That’s a shame, because in terms of sheer production quality, this is one of the most nicest looking books we’ve seen in a long while. Each of the images is beautifully reproduced across the 210 large-format, glossy pages. And where concept artwork is included, it’s stunning stuff. But there’s simply not enough of this, and worse still, the artists behind it aren’t even credited, which indicates where this book’s priorities lie.
The strongest section is the 44 pages devoted to the Tao Tei. We get to see how these monsters from Chinese legends were created for the film, from start to finish, including research material, a range of early and developed concept art, through to maquettes and 3D sculpts, along with artists’ insights about the thinking behind each design.

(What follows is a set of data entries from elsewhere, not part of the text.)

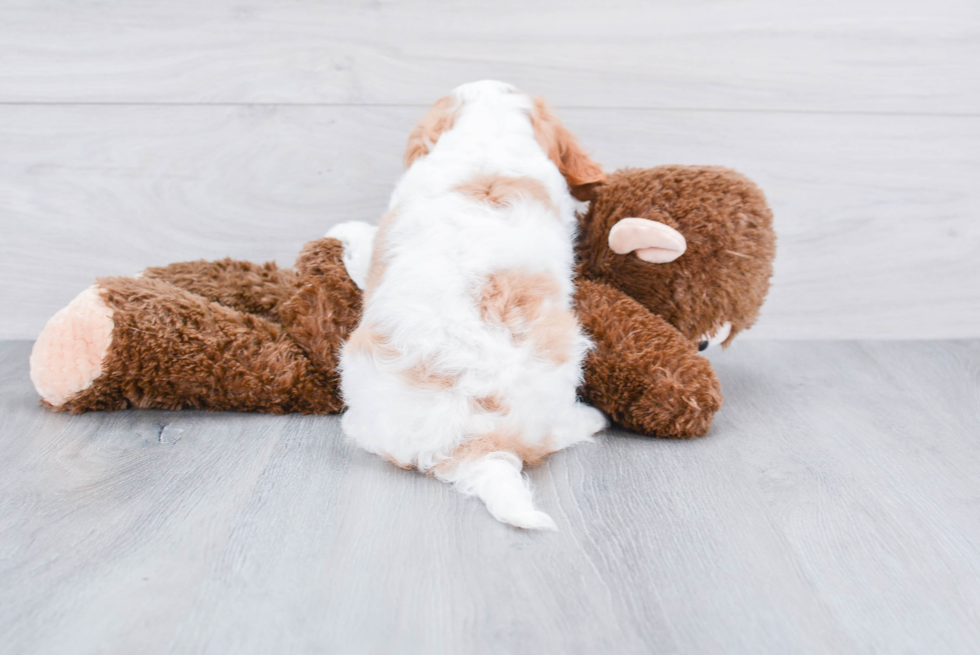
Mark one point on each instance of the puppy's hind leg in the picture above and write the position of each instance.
(496, 479)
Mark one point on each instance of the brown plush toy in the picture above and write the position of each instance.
(232, 335)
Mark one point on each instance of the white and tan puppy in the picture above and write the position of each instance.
(468, 355)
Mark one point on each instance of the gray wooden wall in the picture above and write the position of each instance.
(138, 133)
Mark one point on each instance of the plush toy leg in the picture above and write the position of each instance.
(258, 289)
(67, 356)
(172, 349)
(326, 307)
(642, 372)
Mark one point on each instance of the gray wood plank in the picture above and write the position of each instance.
(868, 456)
(875, 214)
(832, 509)
(877, 56)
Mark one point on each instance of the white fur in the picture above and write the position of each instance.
(357, 238)
(441, 248)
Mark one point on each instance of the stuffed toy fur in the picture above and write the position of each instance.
(231, 335)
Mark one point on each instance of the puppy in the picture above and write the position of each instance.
(468, 355)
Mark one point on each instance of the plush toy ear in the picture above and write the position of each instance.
(650, 240)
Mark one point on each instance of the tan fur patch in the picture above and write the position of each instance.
(501, 190)
(525, 304)
(437, 120)
(554, 334)
(369, 341)
(493, 403)
(422, 375)
(561, 146)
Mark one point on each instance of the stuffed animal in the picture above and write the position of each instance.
(670, 259)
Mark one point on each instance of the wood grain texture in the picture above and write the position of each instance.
(879, 234)
(874, 56)
(832, 509)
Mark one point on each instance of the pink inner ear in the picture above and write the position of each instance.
(650, 240)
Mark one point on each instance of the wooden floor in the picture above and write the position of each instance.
(835, 508)
(138, 133)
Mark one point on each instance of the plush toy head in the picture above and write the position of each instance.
(700, 254)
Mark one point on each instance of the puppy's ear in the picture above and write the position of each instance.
(437, 120)
(581, 173)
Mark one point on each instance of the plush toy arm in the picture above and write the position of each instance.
(258, 289)
(141, 342)
(642, 372)
(326, 306)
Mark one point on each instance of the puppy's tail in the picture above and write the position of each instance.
(496, 479)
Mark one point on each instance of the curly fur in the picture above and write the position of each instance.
(644, 319)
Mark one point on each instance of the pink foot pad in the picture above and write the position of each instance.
(67, 356)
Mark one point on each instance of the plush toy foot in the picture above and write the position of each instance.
(68, 355)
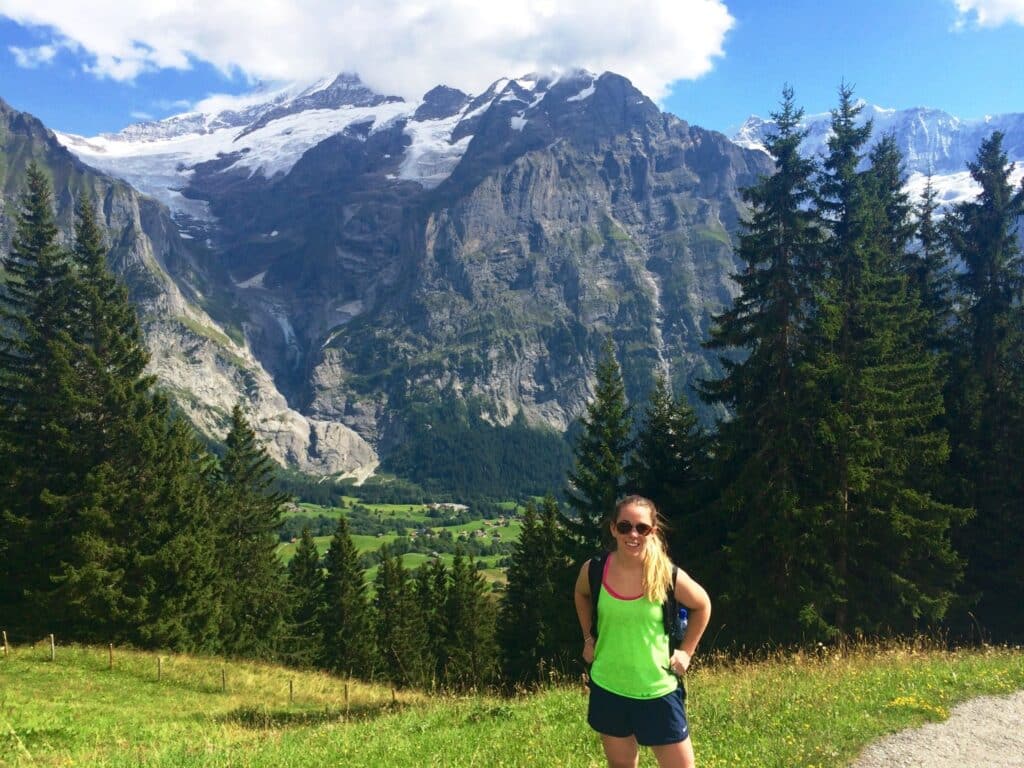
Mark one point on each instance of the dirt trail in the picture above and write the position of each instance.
(985, 732)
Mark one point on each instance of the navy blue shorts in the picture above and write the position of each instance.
(652, 721)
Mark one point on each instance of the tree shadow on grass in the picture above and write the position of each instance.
(261, 718)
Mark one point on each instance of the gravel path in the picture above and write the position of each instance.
(986, 732)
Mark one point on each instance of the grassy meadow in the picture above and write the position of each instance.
(416, 513)
(806, 710)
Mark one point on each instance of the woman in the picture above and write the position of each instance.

If the rest of the book had been like this, we’d have been happy bunnies. Unfortunately, it isn’t. Granted, it’s well researched, and includes interviews with the director and producer, a range of character studies, and a ton of detail about how the film was made. And physically, it’s a beautifully produced book with some exquisite finishes, most notably the ancient scroll-style binding. Bottom line, though: it just isn’t an ‘art of’ book – it should have just been called a ‘making of’.
A Tao Tei Drone attacks: one of the few instances where storyboards are reproduced in the book.
Concept art featuring an early design for a Tao Tei Queen. Annoyingly, the artist is uncredited.